If we ever saw a quivering, dribbling, old man, my father would shudder and say, “Poor fellow! I hope I never get that way.” In later years, we never pre-empted disease; never made flippant statements about health.
By saying, expansively, “You can be anything you want,” he gave me freedom of choice, appreciation of competence and permission for situational nonconformity. At boarding school, I once received a letter containing something he’d liked and typed out, with a note saying I should read and pass it on to my brother: ‘Ten lessons for my sons.’ I suppose it was this, compounded by my brother’s unremitting generosity, which had me performing his cremation rites.
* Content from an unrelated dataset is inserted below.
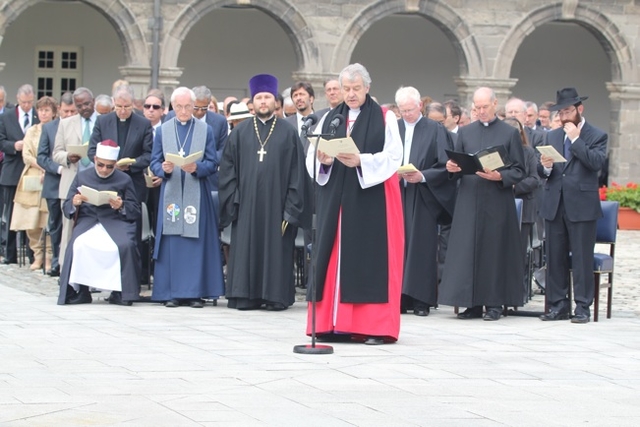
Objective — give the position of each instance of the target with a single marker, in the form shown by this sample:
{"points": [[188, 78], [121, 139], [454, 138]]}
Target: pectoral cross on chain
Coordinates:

My father left me with a room of my own: a position from which, as Virginia Woolf eloquently observed, the political affiliations of one’s publisher are of little consequence. Embroiled recently in a compromising hospital procedure, I drew courage from the memory of his stoic bravery when faced repeatedly with worse. It struck me that his real legacy was the comprehension that disability cannot prevent anyone from living life to the full, with good humour, wit and dignity.